Many women echo versions of this sentiment to me, explaining how they’re consistently talked over, cold-shouldered and belittled by the same men they watch treat beautiful women with respect and courtesy. Whether it’s at the bar or the office, they receive either overt hostility and insults or a freezing out they describe in the following terms:
- “I’m not on their radar.”
- “I’m invisible to them.”
- “They will be warm with others but cold with me.”
- “They kind of treated me like they would a boy.”
Is this a gendered thing, though? Aren’t unattractive people of all genders treated rudely and dismissively, and not just by men?
Well, sort of. I notice in particular that fat people of all genders report being treated in this manner. “As a fat man, it feels like most people think of me as inherently unfuckable most the time,” explains Matt, a 29-year-old office worker in New Zealand. I’m also told by several people that the male queer scene is rife with body shaming, especially on Grindr, where the “NO FATS NO FEMMES NO ASIANS” disclaimer has become notorious. “An important bit of context for gay men is just how prevalent sex is as part of the culture,” explains Dani, a 26-year-old teacher also in New Zealand, who says that dynamic makes it “more socially acceptable to see and value others in the community in terms of their fuckability — it’s practically a currency, and that’s devastating.”
But the fact that some men face this treatment doesn’t mean the phenomenon isn’t gendered. After all, it’s NO FATS NO FEMMES NO ASIANS, and it’s clear that, while people of all genders view fatness as synonymous with unfuckability, fat women are punished more than fat men. “When I lost a significant amount of weight, women treated me the same, apart from being more likely to reciprocate romantic interest,” says Justin, a 43-year-old senior software developer in Portland. “But other men felt free to talk shit about fat people, and particularly fat women.”
The gendered nature of fat shaming is well documented. Fat women earn less than thin women and fat men, and a study of high schoolers found that fat girls experience more weight stigma than fat boys, that girls’ body fat was more closely monitored and criticized than boys’ and that girls perceived as fat — even if they have BMIs in the normal range — have a more difficult time socially. The study’s author sums this up brutally: “There is no social space within which it is considered normal or attractive for girls to be large.” And while fat boys certainly suffer, it isn’t to the same extent. “Fat guys can still get girls,” one female interviewee notes, pointing to a fat boy on campus who “always has girls hanging off of him” and noting that “all of these fat rap guys [in the media] have beautiful, thin women all around them.”

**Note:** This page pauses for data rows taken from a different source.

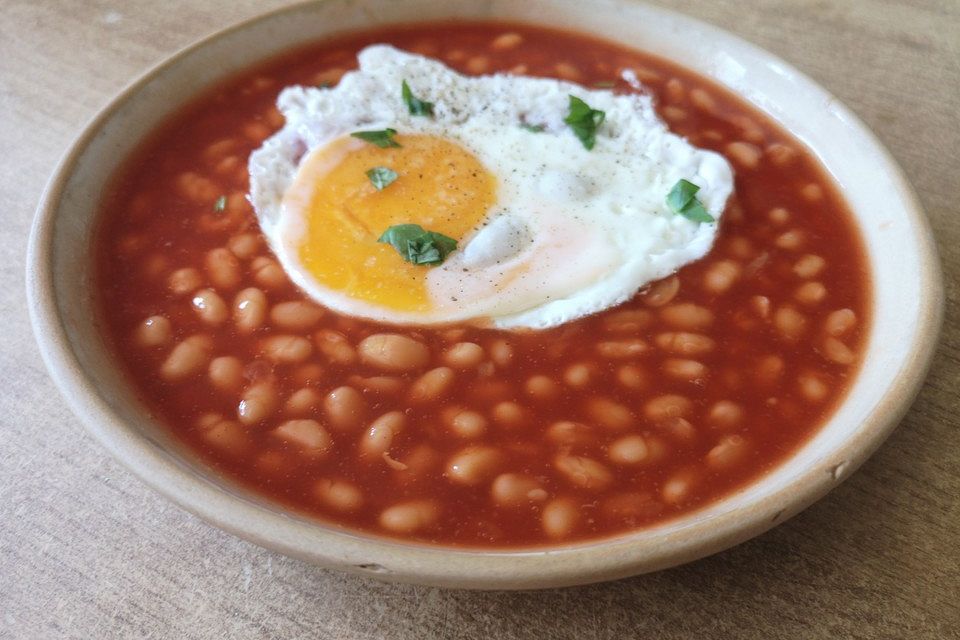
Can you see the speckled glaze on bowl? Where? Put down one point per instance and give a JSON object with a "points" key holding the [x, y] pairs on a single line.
{"points": [[907, 312]]}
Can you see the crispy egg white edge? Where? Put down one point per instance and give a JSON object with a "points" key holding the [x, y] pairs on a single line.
{"points": [[317, 116]]}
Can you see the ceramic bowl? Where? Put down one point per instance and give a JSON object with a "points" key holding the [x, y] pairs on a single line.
{"points": [[907, 305]]}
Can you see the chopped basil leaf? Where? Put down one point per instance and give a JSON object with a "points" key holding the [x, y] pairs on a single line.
{"points": [[584, 121], [416, 106], [418, 246], [682, 199], [382, 177], [382, 138]]}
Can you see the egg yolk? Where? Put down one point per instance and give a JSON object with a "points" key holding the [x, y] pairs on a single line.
{"points": [[440, 186]]}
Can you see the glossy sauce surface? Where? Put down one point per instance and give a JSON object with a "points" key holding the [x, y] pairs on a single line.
{"points": [[465, 436]]}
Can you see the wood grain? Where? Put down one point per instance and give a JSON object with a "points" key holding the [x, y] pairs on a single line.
{"points": [[86, 551]]}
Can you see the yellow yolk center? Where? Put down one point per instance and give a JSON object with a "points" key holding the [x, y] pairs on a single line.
{"points": [[441, 186]]}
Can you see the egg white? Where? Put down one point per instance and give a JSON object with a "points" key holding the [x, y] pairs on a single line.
{"points": [[572, 231]]}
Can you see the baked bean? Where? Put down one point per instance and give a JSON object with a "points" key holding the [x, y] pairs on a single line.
{"points": [[835, 351], [268, 274], [249, 309], [809, 266], [687, 316], [432, 386], [727, 453], [667, 406], [393, 352], [286, 349], [810, 293], [569, 434], [410, 517], [744, 154], [473, 465], [684, 369], [676, 489], [761, 306], [258, 402], [721, 276], [789, 323], [335, 347], [578, 375], [226, 435], [223, 269], [609, 414], [309, 435], [702, 100], [725, 414], [345, 408], [516, 490], [632, 377], [155, 331], [779, 215], [339, 495], [295, 315], [812, 387], [628, 450], [812, 192], [628, 321], [465, 423], [187, 358], [226, 373], [509, 40], [684, 343], [381, 432], [508, 414], [559, 518], [501, 353], [210, 307], [790, 240], [464, 355], [839, 322], [303, 401], [567, 71], [184, 281], [621, 349], [543, 388], [661, 292]]}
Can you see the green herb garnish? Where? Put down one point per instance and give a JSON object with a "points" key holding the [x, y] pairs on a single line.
{"points": [[382, 177], [682, 199], [382, 138], [417, 245], [584, 121], [416, 106]]}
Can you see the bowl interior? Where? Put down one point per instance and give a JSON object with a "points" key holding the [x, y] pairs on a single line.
{"points": [[906, 303]]}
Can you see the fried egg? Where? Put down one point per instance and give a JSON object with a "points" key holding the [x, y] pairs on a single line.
{"points": [[547, 230]]}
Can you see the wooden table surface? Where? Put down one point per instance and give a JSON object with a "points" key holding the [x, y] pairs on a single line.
{"points": [[88, 552]]}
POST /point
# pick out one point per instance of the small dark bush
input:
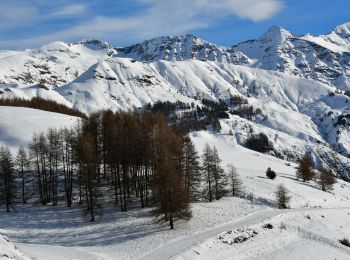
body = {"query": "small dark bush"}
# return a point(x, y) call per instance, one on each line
point(268, 226)
point(270, 174)
point(259, 143)
point(42, 104)
point(345, 242)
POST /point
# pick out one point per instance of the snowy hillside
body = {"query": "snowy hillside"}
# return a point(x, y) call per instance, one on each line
point(19, 124)
point(316, 221)
point(9, 250)
point(92, 76)
point(325, 58)
point(306, 110)
point(181, 48)
point(51, 65)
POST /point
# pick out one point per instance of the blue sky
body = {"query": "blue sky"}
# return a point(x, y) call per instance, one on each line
point(30, 23)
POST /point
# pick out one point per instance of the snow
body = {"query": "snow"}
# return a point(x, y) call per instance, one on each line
point(47, 232)
point(299, 115)
point(18, 124)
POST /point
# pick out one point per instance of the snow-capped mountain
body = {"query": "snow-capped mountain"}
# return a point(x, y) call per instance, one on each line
point(292, 79)
point(51, 65)
point(181, 48)
point(325, 58)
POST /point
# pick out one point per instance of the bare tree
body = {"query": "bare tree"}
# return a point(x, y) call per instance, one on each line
point(235, 181)
point(6, 174)
point(326, 179)
point(23, 163)
point(191, 170)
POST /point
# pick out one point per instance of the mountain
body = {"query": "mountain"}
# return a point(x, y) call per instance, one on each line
point(51, 65)
point(181, 48)
point(325, 58)
point(291, 80)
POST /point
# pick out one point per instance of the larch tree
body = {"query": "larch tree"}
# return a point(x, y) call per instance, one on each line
point(7, 176)
point(23, 163)
point(207, 171)
point(282, 197)
point(169, 175)
point(234, 181)
point(326, 179)
point(215, 180)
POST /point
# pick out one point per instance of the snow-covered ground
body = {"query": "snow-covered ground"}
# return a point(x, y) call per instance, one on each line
point(18, 124)
point(315, 223)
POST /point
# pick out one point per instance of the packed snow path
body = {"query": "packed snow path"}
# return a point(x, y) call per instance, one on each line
point(175, 247)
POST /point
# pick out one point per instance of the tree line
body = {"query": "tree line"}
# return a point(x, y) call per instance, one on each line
point(126, 157)
point(42, 104)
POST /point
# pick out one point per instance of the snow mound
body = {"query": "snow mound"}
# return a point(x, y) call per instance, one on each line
point(19, 124)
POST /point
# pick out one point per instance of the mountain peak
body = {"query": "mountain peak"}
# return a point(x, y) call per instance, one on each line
point(276, 35)
point(343, 30)
point(182, 47)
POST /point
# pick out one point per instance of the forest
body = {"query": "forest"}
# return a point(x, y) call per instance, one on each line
point(126, 157)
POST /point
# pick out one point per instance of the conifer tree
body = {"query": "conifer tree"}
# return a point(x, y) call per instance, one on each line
point(207, 169)
point(305, 169)
point(235, 181)
point(191, 170)
point(23, 163)
point(7, 177)
point(326, 179)
point(282, 197)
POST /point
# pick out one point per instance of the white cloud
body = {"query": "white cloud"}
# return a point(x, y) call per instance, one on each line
point(70, 10)
point(160, 17)
point(16, 13)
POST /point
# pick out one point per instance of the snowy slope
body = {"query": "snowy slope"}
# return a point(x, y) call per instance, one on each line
point(301, 109)
point(324, 58)
point(120, 83)
point(184, 47)
point(135, 234)
point(18, 124)
point(9, 251)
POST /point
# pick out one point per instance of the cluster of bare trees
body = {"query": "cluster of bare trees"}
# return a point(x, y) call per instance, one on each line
point(127, 157)
point(6, 177)
point(42, 104)
point(324, 176)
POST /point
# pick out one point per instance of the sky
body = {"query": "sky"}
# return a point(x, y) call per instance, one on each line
point(32, 23)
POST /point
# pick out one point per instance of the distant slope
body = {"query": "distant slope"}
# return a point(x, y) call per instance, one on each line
point(325, 58)
point(19, 124)
point(178, 48)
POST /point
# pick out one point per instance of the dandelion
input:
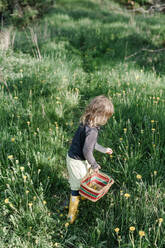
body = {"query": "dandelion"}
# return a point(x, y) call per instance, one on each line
point(127, 195)
point(66, 224)
point(10, 157)
point(132, 228)
point(6, 200)
point(138, 176)
point(116, 230)
point(141, 233)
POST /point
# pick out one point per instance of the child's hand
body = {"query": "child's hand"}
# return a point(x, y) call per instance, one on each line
point(109, 151)
point(97, 169)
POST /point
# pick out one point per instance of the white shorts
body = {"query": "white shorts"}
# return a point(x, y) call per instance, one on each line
point(77, 169)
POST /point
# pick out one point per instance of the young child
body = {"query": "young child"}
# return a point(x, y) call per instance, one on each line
point(80, 156)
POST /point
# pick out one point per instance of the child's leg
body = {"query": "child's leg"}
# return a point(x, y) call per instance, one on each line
point(77, 170)
point(75, 192)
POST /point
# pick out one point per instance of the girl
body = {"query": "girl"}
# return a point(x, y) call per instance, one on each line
point(80, 156)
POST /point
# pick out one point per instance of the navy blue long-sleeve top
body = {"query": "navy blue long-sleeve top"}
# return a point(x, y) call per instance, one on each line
point(83, 144)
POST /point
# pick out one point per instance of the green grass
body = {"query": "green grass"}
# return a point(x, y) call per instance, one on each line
point(86, 50)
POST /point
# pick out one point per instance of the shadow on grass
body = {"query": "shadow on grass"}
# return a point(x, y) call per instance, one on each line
point(105, 38)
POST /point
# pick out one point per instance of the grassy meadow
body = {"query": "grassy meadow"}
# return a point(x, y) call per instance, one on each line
point(48, 73)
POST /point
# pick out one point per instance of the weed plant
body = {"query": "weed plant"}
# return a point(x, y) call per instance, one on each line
point(86, 50)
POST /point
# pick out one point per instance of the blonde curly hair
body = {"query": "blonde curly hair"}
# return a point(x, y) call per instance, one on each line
point(98, 111)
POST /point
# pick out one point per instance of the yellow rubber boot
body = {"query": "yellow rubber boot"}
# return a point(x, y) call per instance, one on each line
point(73, 206)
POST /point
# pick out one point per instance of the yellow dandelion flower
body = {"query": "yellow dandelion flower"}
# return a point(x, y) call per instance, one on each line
point(6, 200)
point(127, 195)
point(10, 157)
point(116, 230)
point(138, 176)
point(67, 224)
point(141, 233)
point(132, 228)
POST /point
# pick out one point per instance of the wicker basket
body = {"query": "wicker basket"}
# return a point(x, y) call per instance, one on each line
point(95, 185)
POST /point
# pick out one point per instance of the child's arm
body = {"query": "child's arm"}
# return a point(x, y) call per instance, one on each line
point(88, 148)
point(103, 149)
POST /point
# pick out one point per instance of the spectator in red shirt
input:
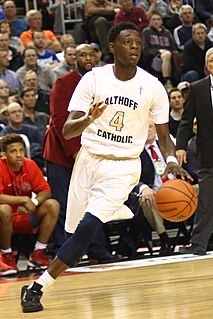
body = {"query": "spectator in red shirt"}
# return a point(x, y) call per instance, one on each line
point(19, 212)
point(131, 13)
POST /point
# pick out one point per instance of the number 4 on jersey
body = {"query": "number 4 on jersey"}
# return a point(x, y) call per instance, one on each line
point(117, 121)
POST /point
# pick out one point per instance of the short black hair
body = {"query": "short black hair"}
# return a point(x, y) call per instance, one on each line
point(117, 28)
point(10, 139)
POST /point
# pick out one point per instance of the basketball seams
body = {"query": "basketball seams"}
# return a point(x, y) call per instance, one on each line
point(184, 200)
point(178, 190)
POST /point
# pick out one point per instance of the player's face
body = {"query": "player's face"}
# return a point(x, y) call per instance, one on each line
point(15, 113)
point(127, 47)
point(15, 156)
point(209, 63)
point(70, 56)
point(29, 99)
point(155, 21)
point(176, 100)
point(199, 35)
point(85, 58)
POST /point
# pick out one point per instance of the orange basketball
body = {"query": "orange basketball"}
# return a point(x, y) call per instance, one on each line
point(176, 200)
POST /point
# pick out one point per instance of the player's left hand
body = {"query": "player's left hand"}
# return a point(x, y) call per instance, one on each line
point(97, 110)
point(21, 210)
point(177, 171)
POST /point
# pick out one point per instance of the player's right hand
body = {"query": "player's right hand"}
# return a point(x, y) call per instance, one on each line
point(28, 204)
point(97, 110)
point(181, 156)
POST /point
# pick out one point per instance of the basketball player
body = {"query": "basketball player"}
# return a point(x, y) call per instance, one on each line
point(111, 107)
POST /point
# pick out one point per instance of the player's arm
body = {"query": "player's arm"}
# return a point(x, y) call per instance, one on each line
point(78, 121)
point(16, 200)
point(167, 148)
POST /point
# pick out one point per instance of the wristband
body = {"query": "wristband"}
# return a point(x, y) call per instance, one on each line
point(35, 201)
point(172, 159)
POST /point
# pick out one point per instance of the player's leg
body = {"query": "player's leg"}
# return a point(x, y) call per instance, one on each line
point(7, 260)
point(118, 178)
point(45, 218)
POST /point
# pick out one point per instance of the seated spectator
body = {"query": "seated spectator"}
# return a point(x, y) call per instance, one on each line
point(34, 19)
point(184, 88)
point(43, 99)
point(32, 117)
point(14, 96)
point(183, 33)
point(98, 54)
point(176, 101)
point(131, 13)
point(194, 54)
point(158, 46)
point(69, 63)
point(46, 58)
point(19, 25)
point(154, 5)
point(204, 10)
point(9, 76)
point(46, 77)
point(14, 57)
point(15, 124)
point(4, 94)
point(19, 212)
point(66, 40)
point(99, 16)
point(150, 180)
point(14, 42)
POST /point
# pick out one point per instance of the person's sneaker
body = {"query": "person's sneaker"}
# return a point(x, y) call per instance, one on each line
point(9, 259)
point(192, 249)
point(6, 270)
point(30, 300)
point(38, 259)
point(168, 86)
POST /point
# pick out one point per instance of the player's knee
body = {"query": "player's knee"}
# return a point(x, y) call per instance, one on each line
point(52, 207)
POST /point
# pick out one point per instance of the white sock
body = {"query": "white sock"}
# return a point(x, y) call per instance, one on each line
point(6, 251)
point(45, 280)
point(39, 245)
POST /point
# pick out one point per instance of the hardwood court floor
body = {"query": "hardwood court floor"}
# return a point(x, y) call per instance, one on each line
point(177, 290)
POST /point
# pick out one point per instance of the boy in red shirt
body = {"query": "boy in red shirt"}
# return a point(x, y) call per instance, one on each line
point(20, 177)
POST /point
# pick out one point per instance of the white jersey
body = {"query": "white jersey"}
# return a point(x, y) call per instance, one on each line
point(122, 129)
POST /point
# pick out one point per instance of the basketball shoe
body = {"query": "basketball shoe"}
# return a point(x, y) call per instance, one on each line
point(30, 299)
point(9, 260)
point(38, 259)
point(6, 269)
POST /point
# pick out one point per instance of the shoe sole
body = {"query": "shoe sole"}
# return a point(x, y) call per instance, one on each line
point(8, 272)
point(25, 310)
point(32, 266)
point(29, 309)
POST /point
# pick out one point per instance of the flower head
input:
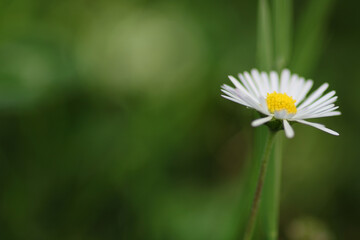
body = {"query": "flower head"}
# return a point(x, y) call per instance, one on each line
point(282, 99)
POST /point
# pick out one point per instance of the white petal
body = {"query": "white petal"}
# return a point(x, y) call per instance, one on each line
point(329, 114)
point(293, 86)
point(316, 111)
point(315, 95)
point(266, 83)
point(302, 112)
point(285, 77)
point(319, 126)
point(251, 83)
point(304, 91)
point(289, 131)
point(274, 81)
point(247, 86)
point(261, 121)
point(259, 82)
point(280, 114)
point(235, 100)
point(236, 82)
point(322, 99)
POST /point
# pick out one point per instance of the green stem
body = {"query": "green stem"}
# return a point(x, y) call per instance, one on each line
point(255, 205)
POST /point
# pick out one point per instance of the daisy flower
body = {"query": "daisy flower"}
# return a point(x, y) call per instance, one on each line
point(282, 100)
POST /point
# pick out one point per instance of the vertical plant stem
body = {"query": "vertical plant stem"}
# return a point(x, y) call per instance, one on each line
point(255, 205)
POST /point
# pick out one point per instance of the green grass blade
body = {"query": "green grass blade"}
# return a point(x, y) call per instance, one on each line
point(264, 38)
point(282, 32)
point(271, 200)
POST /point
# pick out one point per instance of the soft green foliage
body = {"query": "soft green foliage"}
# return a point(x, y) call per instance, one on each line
point(112, 124)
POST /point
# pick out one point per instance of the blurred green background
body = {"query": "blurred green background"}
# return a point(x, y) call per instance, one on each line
point(112, 125)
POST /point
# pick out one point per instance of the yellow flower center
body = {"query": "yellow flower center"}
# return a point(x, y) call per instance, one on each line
point(280, 101)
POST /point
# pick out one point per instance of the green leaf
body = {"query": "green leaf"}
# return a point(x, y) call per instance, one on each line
point(282, 32)
point(264, 38)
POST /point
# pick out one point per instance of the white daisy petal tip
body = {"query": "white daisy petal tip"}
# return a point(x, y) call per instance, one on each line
point(289, 131)
point(261, 121)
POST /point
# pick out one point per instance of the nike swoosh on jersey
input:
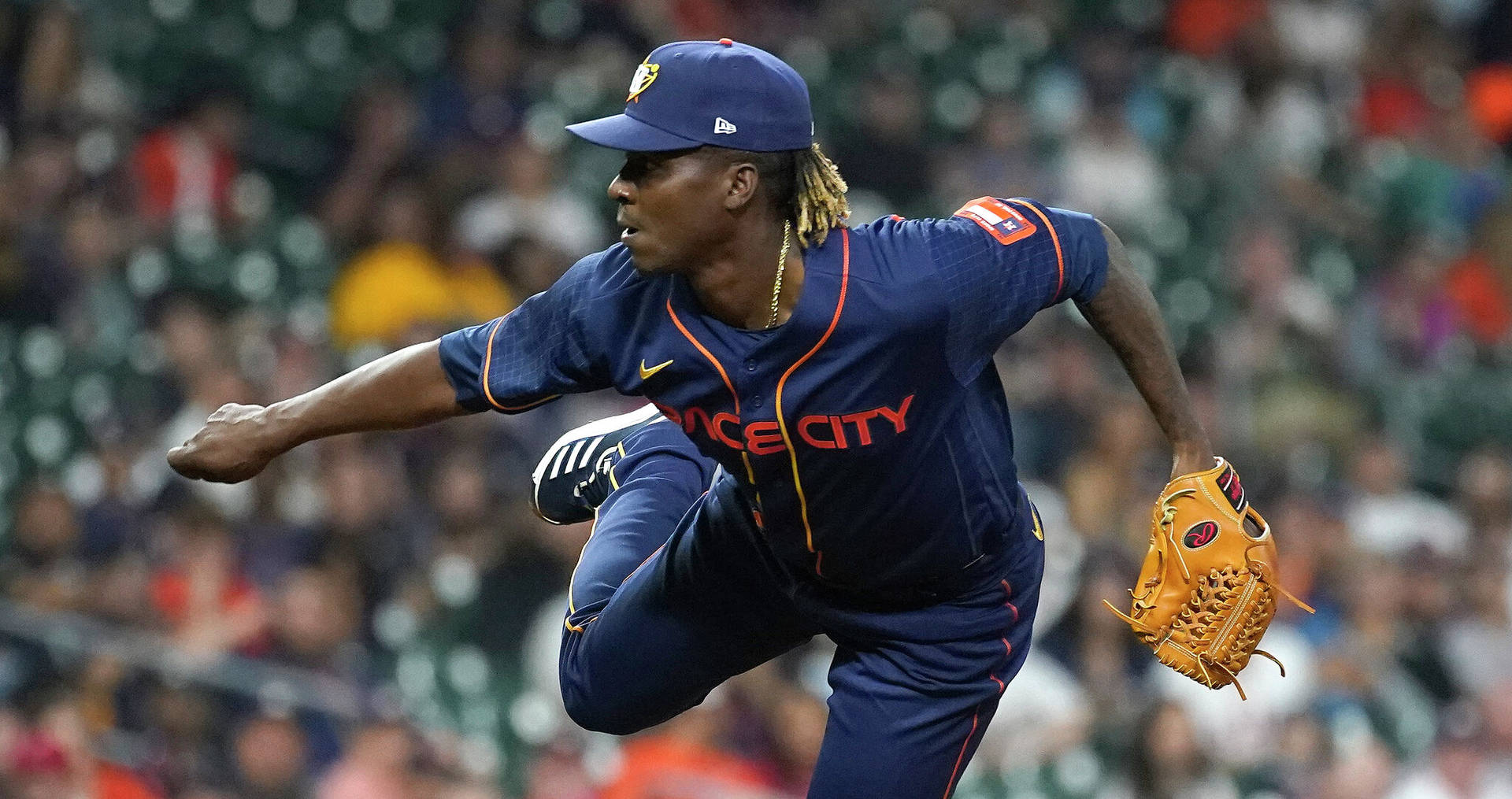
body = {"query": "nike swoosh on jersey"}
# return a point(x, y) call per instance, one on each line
point(646, 373)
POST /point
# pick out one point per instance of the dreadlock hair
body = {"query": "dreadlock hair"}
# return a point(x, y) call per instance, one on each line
point(806, 187)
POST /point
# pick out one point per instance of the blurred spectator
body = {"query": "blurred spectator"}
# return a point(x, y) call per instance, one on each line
point(185, 168)
point(529, 202)
point(208, 603)
point(41, 564)
point(398, 290)
point(1459, 768)
point(1388, 517)
point(1169, 760)
point(269, 756)
point(887, 156)
point(55, 759)
point(377, 766)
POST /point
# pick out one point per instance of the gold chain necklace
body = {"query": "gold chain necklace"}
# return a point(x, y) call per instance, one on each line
point(782, 264)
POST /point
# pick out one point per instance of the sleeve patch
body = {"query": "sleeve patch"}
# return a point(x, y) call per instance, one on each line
point(997, 218)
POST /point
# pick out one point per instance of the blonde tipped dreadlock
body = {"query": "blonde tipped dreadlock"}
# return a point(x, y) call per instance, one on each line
point(820, 197)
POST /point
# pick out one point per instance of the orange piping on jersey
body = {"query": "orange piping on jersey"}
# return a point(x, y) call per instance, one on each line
point(750, 473)
point(962, 756)
point(1060, 260)
point(787, 438)
point(572, 606)
point(487, 361)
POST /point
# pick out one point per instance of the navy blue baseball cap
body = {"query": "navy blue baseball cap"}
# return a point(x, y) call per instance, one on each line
point(726, 94)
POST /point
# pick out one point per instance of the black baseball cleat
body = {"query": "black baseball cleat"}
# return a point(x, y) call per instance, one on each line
point(573, 476)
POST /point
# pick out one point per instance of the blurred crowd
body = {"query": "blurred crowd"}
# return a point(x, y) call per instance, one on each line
point(208, 203)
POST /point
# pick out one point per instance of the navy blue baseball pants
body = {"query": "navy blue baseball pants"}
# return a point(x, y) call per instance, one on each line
point(657, 621)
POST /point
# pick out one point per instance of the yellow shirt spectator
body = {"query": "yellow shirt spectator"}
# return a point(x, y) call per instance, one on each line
point(394, 286)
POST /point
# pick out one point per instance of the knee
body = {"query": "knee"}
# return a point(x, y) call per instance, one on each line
point(599, 713)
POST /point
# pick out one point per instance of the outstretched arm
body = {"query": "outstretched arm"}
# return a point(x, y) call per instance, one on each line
point(401, 390)
point(1125, 316)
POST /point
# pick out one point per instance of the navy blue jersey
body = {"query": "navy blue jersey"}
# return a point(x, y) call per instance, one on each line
point(869, 431)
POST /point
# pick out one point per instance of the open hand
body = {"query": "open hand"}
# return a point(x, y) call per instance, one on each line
point(233, 446)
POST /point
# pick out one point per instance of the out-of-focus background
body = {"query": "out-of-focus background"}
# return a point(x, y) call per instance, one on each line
point(233, 202)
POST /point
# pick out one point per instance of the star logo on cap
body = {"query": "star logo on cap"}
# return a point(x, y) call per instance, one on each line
point(644, 76)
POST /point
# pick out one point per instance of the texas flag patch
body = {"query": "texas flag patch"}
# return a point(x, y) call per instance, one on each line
point(997, 218)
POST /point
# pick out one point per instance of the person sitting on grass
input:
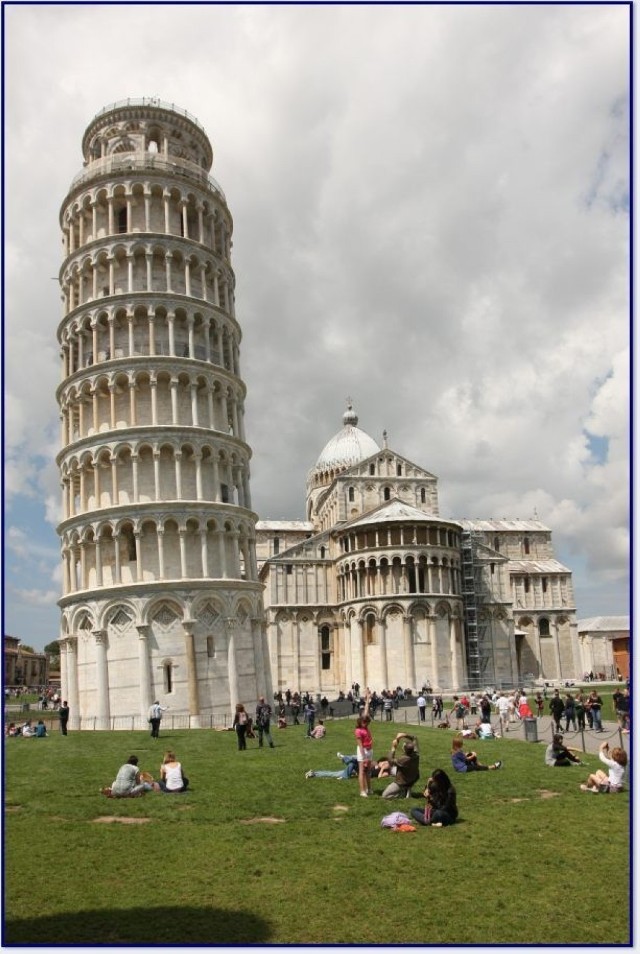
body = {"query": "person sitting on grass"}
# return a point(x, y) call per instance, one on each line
point(129, 782)
point(440, 807)
point(407, 766)
point(558, 755)
point(350, 768)
point(616, 762)
point(172, 778)
point(468, 761)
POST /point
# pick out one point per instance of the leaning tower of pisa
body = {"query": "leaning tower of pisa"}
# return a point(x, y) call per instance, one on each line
point(161, 598)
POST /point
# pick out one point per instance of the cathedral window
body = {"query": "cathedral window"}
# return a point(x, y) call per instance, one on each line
point(325, 647)
point(370, 629)
point(167, 674)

Also, in direct conflict with the high school “mean girls” myth, the author found that boys were, well, the mean ones. “Not only were girls teased more frequently and directly by their male peers than their female peers,” the author reports, “but girls also told me during interviews that it was sometimes their own boyfriends who teased them about their bodies.” One boyfriend, for example, reportedly asks his girlfriend, “Why can’t you look like your sister?”
In a heteronormative social context, women and girls are punished for being fat — perhaps the most unforgivable beauty sin of all — in a way that men and boys aren’t, and it’s most often guys who dish out the scorn. One teen boy described as “overweight himself” sums it up succinctly by saying he’d “rather be a fat guy than a fat girl.”
Given the disproportionate and lifelong toll of being an insufficiently fuckable woman, who’d blame him?